Noureddine empfing den jungen Brujah in einem Anwesen nahe dem Herzen von Catania. Ein Turm schwang sich hoch über der Stadt auf und direkt unter seinem Dach gab es es ein weites Zimmer mit offenen, ausladenden Fenstern. Von hier aus konnte man die Silhouette des Ätna in der Ferne erahnen.
Das Dach des Turms war ein hölzerner Aufsatz, der Aussparungen hatte, die aufgeschwungen werden konnten, um die Sterne über dem Turm zu studieren. Doch heute Nacht waren die Vorrichtungen geschlossen. Auf einer hölzernen, schweren Truhe an der Seite standen allerlei merkwürdige, metallene Gerätschaften, Zirkel, Messwinkel, ein Lot an einem zusammengerollten Band.

Bastmatten, Teppiche und Kissen bedeckten den Boden des obersten Turmzimmers und genau dort durfte Gabriel vor der Ahnin der Gelehrten knien. Er hatte einen Blick auf ihre Gestalt erhaschen können, auf den fließenden, weiten Stoff ihrer Roben und das bronzene Ebenmaß des Ohrschmucks, den sie trug. Sie studierte die Karte, die er angefertigt hatte und die es so auf dieser Welt wohl noch nie gegeben hatte. Mit einem Finger fuhr sie eine der eingezeichneten Linien nach und tippte darauf als hätte sie etwas entdeckt, das nicht passte. Sie ging tatsächlich zu den Gerätschaften am Rande herüber, nahm einen der Zirkel und eine fein geflochtene Schnur zur Hand und maß etwas auf der Karte nach. Was auch immer Gabriel mit seiner Gabe beabsichtigte hatte: Sie hatte auf jeden Fall das Interesse und die Aufmerksamkeit der Ahnin geweckt.

"Erhebe dich", sagte sie ihm. "Wie hast du diese Entfernungen bemessen?" Ganz offensichtlich hatte sie bereits erfasst, was seine Zeichnung überhaupt war und was sie darstellen sollte.
Gabriel tat wie ihm geheißen und erhob sich langsam, ließ den Kopf jedoch gesenkt. Er trug weder die fleckigen noch die sauberen Kleider, die die genuesischen Kainiten an ihm kannten. Stattdessen eine leichte dunkelgrüne Tunika, darüber einen geschwärzten Mantel mit halben Ärmeln und einer Kapuze und an den Füßen dunkelbraune hohe Schuhe.
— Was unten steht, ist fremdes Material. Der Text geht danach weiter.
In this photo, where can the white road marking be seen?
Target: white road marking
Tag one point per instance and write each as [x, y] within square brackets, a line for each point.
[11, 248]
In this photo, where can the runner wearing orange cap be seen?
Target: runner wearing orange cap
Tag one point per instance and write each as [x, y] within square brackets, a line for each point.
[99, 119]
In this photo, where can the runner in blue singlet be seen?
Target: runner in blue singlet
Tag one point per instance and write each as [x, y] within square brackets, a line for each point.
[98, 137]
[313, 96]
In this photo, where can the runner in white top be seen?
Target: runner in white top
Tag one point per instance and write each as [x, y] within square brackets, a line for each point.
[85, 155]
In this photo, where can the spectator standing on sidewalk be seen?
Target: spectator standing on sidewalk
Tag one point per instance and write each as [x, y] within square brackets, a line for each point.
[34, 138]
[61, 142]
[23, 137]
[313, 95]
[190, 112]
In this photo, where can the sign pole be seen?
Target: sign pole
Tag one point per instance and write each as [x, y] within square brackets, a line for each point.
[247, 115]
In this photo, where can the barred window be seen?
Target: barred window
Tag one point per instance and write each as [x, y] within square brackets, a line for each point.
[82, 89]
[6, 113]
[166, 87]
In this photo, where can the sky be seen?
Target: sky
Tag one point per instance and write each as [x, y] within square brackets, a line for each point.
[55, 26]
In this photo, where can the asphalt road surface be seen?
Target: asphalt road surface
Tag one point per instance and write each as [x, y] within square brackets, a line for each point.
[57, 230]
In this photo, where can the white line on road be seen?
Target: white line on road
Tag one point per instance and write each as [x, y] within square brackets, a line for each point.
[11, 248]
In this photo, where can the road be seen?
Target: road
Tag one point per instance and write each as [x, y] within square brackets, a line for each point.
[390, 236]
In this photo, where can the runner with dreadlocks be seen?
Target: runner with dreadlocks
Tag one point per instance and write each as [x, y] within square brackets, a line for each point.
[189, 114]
Mit ruhiger Stimme berichtete er von dem Kartenmacher Lorenz, der den Grundstein für sein Geschenk gelegt hatte und die Gegend, die er kartographieren sollte, bereist hatte, um sich diese zu besehen. Ausführlich berichtete er Noureddine über das Werk, welches er für Aurore im Auftrag Giadas anfertigen sollte und enthüllte somit, neben Zeitpunkt, Tinte, Feder, Material eine weitere Ebene seines Geschenks - die Informationen.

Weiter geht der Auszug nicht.